The common thread? Every market is converging on the API as the new currency of fintech collaboration.
And as open banking evolves from compliance checkbox to strategic enabler, infrastructure builders will hold the keys to faster go-to-market, better data, and multi-market scale.
The Aggregator Advantage
Of course, open APIs are only as valuable as they are usable. That’s where API aggregators like Brankas come in.
Instead of forcing fintechs to build dozens of custom integrations—each with different standards and uptime guarantees—Brankas offers a single platform to access multiple banks across markets. Think Plaid, but designed for Southeast Asia’s fragmented and mobile-first context.
- 10M+ monthly API calls
- 80+ bank and partner integrations
- Coverage across PH, ID, TH, SG, VN, and BD
This “middleware” layer has become the backbone of fintech innovation. It’s not consumer-facing—but it’s powering the apps, wallets, and lenders you use every day.

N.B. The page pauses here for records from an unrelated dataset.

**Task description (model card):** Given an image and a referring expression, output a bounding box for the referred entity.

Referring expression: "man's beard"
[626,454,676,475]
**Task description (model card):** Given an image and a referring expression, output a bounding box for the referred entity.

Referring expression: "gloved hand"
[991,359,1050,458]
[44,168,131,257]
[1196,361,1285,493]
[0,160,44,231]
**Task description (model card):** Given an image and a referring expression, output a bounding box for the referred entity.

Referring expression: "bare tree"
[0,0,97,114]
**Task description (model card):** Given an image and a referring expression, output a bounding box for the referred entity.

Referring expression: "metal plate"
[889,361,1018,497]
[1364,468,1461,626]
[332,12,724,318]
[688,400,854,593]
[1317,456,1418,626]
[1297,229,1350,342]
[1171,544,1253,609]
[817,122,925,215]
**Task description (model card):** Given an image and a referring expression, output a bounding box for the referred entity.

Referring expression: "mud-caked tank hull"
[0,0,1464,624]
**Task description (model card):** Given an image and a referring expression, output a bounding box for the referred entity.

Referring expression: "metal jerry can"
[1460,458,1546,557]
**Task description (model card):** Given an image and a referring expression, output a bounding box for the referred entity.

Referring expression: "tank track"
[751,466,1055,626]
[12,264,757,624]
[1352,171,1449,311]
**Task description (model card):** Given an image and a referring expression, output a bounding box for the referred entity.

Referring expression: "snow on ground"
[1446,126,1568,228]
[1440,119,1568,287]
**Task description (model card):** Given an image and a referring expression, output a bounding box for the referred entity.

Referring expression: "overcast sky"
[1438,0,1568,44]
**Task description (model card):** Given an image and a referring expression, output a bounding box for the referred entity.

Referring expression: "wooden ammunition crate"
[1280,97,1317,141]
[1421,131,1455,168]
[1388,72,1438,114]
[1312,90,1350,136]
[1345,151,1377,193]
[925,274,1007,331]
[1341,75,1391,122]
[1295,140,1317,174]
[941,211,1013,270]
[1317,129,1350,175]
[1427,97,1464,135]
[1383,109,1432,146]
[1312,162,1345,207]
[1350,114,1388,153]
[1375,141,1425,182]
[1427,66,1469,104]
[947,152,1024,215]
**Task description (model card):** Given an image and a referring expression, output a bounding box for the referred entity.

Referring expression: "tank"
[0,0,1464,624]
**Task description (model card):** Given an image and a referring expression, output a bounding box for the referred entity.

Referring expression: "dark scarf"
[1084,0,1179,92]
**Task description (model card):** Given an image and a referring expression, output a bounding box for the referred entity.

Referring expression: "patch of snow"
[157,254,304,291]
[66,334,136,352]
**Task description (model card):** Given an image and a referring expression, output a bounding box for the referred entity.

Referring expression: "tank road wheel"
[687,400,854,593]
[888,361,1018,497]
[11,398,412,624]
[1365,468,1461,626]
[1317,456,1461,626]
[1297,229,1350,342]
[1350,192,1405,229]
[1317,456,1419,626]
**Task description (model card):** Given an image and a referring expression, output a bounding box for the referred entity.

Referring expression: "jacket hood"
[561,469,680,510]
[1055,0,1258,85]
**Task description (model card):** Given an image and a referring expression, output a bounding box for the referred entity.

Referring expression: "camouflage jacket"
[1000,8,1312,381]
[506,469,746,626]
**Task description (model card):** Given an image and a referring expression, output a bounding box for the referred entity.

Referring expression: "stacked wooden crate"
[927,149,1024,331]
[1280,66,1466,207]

And it’s not alone. Similar models are emerging across use cases:
- Brick built APIs covering 90%+ of Indonesia’s banks
- Finantier, Finverse, and others are playing in the data portability and credit scoring space
- BaaS (Banking-as-a-Service) platforms are enabling embedded finance use cases at scale
The infrastructure layer is now a competitive moat—and a venture-scale opportunity in its own right.
Final Takeaway
If you're building or investing in Southeast Asia’s fintech future, don’t just look at logos on a homepage. Look under the hood.
The real growth story of the next five years won’t be what users see. It’ll be what every app depends on.